David Cronenberg : l’existentialisme au cinéma

Rédigé par Louis Blase le 05 février 2016.

Director DAVID CRONENBERG of the film 'Spider' during the Toronto International Film Festival.

Le cinéma de David Cronenberg est loin d’être banal. Certains diront «déstructurant», mais en réalité éminemment structuré. D’autres diront «tourmenté» sans trop se tromper, s’ils se réfèrent aux références philosophiques du scénariste-réalisateur : l’existentialisme de Sartre et de Beauvoir. Pourtant, parvenu à 72 ans l’homme semble avoir dépassé sa propre angoisse existentielle alors qu’il publie son premier roman : «Consumés».
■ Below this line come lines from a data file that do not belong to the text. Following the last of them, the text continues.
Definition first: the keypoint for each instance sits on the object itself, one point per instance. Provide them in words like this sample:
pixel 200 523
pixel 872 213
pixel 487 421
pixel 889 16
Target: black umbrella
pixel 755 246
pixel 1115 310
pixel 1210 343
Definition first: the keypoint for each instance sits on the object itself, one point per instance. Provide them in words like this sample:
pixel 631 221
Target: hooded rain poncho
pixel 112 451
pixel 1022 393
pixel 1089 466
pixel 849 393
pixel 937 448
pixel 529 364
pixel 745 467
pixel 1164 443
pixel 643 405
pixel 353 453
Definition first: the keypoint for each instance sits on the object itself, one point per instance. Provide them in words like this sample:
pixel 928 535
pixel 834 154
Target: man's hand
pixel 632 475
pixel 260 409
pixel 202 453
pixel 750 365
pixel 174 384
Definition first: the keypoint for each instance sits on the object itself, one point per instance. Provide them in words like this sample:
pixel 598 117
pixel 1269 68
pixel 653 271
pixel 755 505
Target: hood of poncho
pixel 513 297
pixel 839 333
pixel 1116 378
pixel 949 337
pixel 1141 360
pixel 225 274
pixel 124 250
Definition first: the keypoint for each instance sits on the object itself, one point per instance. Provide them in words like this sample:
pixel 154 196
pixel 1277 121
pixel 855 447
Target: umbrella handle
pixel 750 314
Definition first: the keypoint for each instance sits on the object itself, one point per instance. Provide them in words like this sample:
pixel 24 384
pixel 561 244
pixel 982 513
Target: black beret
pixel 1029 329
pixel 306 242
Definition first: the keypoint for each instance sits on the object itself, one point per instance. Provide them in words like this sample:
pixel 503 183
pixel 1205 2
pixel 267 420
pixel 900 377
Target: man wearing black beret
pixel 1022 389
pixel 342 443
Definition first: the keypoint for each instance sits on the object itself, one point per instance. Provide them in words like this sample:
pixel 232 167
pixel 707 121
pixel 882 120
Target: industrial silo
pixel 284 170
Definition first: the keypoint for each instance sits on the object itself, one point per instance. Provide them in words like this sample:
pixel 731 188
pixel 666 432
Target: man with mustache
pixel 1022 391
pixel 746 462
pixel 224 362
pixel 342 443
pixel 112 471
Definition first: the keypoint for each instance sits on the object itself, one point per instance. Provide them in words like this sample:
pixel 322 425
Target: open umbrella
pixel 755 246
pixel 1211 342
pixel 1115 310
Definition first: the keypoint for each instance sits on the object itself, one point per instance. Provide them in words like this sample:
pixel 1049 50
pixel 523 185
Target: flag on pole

Les scénarios de David Cronenberg sont souvent des histoires de couples au sein desquels les vertus et les perversités assumées de l’homme et de la femme conditionnent le climat changeant des relations intimes. «Consumés» n’échappe pas à cette ligne narrative, tramée sur la confusion anxiogène entre le réel et le virtuel, entre le réel détestable et le virtuel excusable, pour finalement amener le lecteur à brouiller sa vision du bien du mal, si tant est que le bien et le mal ne fussent pas qu’une hypothétique convention sociale. Une mise en abyme du lecteur donc, qui sollicite sa maturité et son recul pour ne pas sombrer dans l’angoisse avec Naomi Seberg et Nathan Math, les deux personnages principaux du roman.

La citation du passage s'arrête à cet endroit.